My lightness was my transition, but my darkness was understanding that my grandmother was at the end of her life.
On a visit home to Boston, my mother and I headed to the hospital during the first few hours of a long, rainy-sleety winter storm. As you may have experienced with sickness or relatives or friends in the hospital, sometimes things move very fast. Although we had just come to visit, complications brought my grandmother into the ER, and my mother and I ended up spending most of the night in the hospital. It was the only place I wanted to be. Living in Brooklyn, it was hard to feel like I was supporting the family through my grandmother’s sickness and being present with my mother felt like a sacred task.
When we were allowed to see my grandmother, I stood by her bedside—and I thought, this must be so bizarre for her, does she see the changes in me?
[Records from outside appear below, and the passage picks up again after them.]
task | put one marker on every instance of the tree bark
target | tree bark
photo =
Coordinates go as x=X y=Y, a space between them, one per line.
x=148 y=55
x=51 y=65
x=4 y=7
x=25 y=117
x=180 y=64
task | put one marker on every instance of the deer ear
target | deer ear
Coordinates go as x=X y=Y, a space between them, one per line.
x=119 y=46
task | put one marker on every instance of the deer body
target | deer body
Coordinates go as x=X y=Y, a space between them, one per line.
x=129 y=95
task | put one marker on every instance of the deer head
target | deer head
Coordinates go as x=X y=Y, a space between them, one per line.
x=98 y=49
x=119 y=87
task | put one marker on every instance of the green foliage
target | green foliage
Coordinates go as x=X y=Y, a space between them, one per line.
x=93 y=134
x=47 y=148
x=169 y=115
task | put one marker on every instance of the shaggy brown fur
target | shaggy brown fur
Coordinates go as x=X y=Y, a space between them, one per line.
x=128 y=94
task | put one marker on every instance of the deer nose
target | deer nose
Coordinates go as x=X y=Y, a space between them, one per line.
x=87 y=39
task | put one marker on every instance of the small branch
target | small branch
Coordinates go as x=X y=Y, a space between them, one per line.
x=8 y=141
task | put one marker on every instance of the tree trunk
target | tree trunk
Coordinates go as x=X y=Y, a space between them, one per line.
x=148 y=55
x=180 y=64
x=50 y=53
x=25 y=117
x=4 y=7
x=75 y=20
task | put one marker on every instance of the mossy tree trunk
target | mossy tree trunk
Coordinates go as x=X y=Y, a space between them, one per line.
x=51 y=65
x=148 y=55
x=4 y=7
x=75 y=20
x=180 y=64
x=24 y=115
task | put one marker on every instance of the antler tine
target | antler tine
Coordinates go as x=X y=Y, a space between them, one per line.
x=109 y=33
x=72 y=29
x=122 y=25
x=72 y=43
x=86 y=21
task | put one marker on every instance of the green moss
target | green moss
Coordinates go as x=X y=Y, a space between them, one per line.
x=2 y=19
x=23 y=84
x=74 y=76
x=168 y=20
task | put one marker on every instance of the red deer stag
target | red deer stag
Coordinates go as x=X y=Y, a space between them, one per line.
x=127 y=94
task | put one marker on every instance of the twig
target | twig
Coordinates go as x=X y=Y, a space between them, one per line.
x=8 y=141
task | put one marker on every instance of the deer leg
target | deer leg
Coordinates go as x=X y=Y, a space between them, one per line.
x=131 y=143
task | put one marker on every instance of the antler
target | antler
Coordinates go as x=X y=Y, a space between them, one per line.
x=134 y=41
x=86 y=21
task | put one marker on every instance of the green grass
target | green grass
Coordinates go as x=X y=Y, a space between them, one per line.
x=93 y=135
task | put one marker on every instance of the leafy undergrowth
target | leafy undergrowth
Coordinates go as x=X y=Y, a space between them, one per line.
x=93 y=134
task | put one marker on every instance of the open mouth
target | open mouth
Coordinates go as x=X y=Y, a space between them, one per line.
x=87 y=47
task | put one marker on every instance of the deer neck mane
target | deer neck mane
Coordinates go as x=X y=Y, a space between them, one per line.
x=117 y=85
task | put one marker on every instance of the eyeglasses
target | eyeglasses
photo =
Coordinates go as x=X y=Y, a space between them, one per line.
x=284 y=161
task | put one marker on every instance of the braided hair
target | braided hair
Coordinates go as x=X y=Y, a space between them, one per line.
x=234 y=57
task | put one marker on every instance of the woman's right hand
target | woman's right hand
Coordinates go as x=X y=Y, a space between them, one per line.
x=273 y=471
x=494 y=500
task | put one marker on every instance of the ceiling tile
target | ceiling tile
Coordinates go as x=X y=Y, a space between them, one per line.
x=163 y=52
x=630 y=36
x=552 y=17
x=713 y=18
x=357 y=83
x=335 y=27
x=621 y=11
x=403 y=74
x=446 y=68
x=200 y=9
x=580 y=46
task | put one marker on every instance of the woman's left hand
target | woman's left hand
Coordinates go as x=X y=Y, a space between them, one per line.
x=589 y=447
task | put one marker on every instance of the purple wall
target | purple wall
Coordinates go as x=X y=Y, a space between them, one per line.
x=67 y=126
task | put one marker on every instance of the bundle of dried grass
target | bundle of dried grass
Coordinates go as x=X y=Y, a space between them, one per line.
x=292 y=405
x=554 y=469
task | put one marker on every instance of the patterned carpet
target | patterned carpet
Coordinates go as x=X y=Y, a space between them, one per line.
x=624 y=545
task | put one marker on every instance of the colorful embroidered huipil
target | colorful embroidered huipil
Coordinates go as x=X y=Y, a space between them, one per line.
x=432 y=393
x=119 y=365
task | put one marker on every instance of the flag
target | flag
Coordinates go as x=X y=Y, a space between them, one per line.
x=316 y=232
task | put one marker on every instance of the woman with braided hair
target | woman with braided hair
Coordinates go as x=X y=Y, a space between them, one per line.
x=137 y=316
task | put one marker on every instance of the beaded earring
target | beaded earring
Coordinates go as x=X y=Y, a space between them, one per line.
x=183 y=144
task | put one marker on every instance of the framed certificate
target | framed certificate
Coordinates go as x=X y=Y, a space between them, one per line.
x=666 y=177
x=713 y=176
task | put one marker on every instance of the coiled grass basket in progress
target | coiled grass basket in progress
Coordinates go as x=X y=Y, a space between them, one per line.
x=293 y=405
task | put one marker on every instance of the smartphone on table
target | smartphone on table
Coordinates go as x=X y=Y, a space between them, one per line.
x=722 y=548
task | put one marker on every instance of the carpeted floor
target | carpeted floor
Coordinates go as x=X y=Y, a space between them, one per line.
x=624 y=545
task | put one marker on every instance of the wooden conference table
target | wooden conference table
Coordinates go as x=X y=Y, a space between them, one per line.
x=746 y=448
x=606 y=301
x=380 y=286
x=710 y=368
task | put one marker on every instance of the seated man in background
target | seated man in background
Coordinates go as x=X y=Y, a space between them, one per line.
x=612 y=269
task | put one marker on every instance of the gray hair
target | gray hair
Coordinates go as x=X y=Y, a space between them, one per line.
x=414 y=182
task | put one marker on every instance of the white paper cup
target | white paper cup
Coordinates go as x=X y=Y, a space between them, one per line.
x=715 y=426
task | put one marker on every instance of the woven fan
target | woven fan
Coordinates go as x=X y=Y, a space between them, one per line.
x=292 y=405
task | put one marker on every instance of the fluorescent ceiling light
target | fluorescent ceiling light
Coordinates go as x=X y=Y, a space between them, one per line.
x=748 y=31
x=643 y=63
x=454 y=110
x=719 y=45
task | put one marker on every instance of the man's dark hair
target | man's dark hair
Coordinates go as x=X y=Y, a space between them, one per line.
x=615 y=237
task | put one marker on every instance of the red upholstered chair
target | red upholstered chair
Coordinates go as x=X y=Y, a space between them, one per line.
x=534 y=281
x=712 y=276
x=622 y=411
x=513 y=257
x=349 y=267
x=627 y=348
Won’t she be confused by the person she thinks is her granddaughter? We stayed by her bedside while she drifted in and out of sleep, and eventually my anxieties floated away.
When my grandmother started to open her eyes and realize we were sitting next to her, she looked right at me. Her wrinkled hand lifted out of the hospital blankets and pointed (shakily) at me. She said my name quietly.
Growing louder, she shouted, “there’s a stain on your sweater!” As my mother and I tried not to laugh, I looked down and realized there was indeed a stain on my sweater.
I am not sure how much my grandmother understood my transition, but it didn’t matter in that moment. Family is family and as she pointed out, stains are stains. Her comment had provided just the light I needed during that dark night.